Espera-se que questões de economia, inflação e imigração tenham grande importância no evento, assim como questões de política externa sobre a China, a Ucrânia e a guerra de Israel em Gaza.
Os moderadores do debate, Jake Tapper e Dana Bash, também deverão levantar os acontecimentos das eleições presidenciais de 2020: Trump sustentou publicamente – sem provas – que a corrida foi “roubada” através de fraude eleitoral.
Outro tema possível para o debate são os contínuos problemas jurídicos de Trump. O evento ocorre menos de um mês depois de Trump ter sido condenado em Nova York por 34 acusações criminais de falsificação de documentos comerciais para encobrir pagamentos de dinheiro secreto à estrela de cinema adulto Stormy Daniels.
O veredicto fez de Trump o primeiro presidente, passado ou presente, na história dos EUA a ser considerado culpado de acusações criminais. Embora Biden tenha agido com cuidado ao abordar o julgamento – para evitar qualquer aparência de envolvimento – sua campanha divulgou um novo anúncio este mês destacando a condenação como prova do caráter de Trump.
“Esta eleição é entre um criminoso condenado que só defende a si mesmo e um presidente que luta pela sua família”, diz a narração do anúncio.
Mas o veredicto também pode oferecer uma oportunidade para Trump, segundo James Davis, estrategista republicano e fundador da Touchdown Strategies.
Davis destacou que a decisão do júri causou apenas uma pequena redução na base de apoio de Trump, e as autoridades republicanas denunciaram amplamente a condenação como politizada.
O debate oferece a Trump um palco para aprofundar essa narrativa, especialmente entre os principais grupos demográficos, incluindo os jovens negros, acrescentou Davis.
Ele recomendou que Trump tentasse vincular sua condenação à Lei do Primeiro Passo, um projeto de lei que ele assinou em 2018 para reduzir sentenças de prisão federais excessivamente longas.
“Ele pode dizer: ‘Eu sei que o sistema de justiça não trata as pessoas de maneira justa… e é por isso que aprovei a Lei do Primeiro Passo, porque há anos trata injustamente as minorias e as comunidades negras’”, disse Davis.

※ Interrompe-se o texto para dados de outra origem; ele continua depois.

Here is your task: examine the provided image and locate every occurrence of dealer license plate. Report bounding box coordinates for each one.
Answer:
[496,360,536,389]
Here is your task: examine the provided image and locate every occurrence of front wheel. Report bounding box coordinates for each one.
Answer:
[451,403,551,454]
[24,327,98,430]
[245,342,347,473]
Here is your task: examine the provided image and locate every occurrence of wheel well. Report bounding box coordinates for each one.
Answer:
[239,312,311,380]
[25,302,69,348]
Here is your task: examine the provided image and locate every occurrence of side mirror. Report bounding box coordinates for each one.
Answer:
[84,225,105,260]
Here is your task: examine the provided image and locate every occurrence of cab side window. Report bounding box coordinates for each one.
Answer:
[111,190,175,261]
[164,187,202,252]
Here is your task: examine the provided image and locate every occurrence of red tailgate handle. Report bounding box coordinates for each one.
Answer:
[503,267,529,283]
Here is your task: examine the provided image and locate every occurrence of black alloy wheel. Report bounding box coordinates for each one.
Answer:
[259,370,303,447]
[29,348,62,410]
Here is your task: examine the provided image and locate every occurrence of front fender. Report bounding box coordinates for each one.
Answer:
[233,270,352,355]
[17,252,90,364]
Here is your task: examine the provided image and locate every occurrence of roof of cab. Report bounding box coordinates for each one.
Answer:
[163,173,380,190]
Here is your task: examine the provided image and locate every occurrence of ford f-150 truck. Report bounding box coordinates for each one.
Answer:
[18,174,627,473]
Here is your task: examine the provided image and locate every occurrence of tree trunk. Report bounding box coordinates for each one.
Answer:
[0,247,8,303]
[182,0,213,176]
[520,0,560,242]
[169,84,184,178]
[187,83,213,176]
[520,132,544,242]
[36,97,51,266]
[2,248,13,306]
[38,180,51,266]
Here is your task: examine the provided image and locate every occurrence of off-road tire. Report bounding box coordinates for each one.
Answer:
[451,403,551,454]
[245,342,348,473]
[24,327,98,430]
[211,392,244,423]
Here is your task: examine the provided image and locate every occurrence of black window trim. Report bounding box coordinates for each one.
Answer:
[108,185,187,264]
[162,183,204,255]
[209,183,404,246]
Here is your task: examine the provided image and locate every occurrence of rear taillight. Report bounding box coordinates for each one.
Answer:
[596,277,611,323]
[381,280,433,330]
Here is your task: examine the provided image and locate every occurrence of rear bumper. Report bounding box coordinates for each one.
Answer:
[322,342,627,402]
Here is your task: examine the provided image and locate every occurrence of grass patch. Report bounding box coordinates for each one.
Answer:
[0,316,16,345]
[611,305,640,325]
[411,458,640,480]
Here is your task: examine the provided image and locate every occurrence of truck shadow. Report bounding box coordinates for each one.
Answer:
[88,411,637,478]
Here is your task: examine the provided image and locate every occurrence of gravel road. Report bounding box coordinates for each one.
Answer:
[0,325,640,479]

Al Jazeera.
“Se ele conseguir mantê-lo limpo e focado na mensagem, ele poderá se sair bem”, acrescentou. “Mas se ele parecer inclinar-se mais para a viagem de vingança de Trump, isso acabará por fundamentar alguns dos argumentos contra ele que Biden tem apresentado.”

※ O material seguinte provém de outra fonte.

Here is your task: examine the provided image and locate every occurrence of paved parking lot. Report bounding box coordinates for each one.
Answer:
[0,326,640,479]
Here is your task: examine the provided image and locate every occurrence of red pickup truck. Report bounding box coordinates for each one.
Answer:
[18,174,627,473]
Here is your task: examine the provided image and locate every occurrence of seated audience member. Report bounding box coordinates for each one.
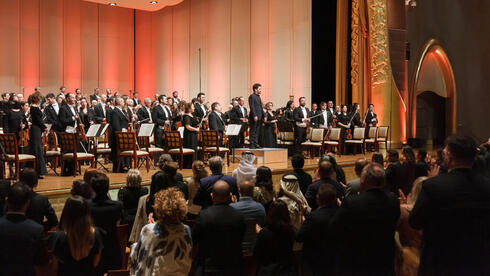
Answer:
[345,158,368,196]
[192,180,245,275]
[186,160,209,219]
[385,150,402,195]
[291,154,312,194]
[397,176,427,276]
[70,180,94,199]
[279,174,311,230]
[89,173,123,274]
[305,160,345,210]
[296,183,338,276]
[19,168,58,231]
[230,181,265,254]
[231,151,257,183]
[330,164,400,275]
[415,149,429,179]
[371,152,385,167]
[193,156,240,209]
[117,169,148,229]
[50,195,104,276]
[395,146,415,194]
[0,183,49,276]
[254,166,276,212]
[130,187,192,275]
[409,134,490,275]
[254,199,299,275]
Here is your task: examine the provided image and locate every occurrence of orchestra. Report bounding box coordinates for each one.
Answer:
[0,84,378,175]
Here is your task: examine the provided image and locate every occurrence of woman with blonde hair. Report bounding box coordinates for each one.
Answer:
[130,187,192,275]
[51,196,104,275]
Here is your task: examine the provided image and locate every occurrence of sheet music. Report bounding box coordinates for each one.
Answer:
[138,124,155,137]
[226,125,242,136]
[177,127,184,139]
[85,124,100,137]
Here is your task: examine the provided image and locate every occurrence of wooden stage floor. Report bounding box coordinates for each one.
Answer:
[36,153,372,196]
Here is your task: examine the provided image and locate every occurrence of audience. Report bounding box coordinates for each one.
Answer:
[254,199,299,275]
[186,160,209,219]
[305,160,345,210]
[296,183,338,276]
[230,181,265,254]
[231,151,257,183]
[345,155,368,196]
[409,134,490,275]
[385,149,402,194]
[331,164,400,275]
[279,174,311,230]
[415,149,429,179]
[193,156,240,209]
[0,183,49,276]
[291,154,312,194]
[19,168,58,231]
[254,166,276,212]
[88,173,123,275]
[395,146,415,194]
[192,181,245,275]
[50,195,104,276]
[117,169,148,229]
[130,187,192,275]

Para Biden, o estrategista democrata Kristian Ramos disse que o debate oferece uma oportunidade para eliminar as percepções negativas do desempenho económico do país: Biden poderia, por exemplo, elogiar as políticas que assinou para criar empregos.
“É uma oportunidade para ele contar a história dos últimos três anos, o que fez e como pode ajudar o povo americano”, disse Ramos à Al Jazeera.
Ele também apontou pesquisas que mostraram alguns eleitores independentes se afastando de Trump após sua condenação. Esse grupo demográfico pode ser a chave para decidir a eleição.
“Ainda pode ser uma ponte longe demais para muitos eleitores”, disse Ramos sobre a condenação de Trump. “Portanto, esta é uma oportunidade para Biden contar essa história a esses eleitores e alcançá-los através do debate.”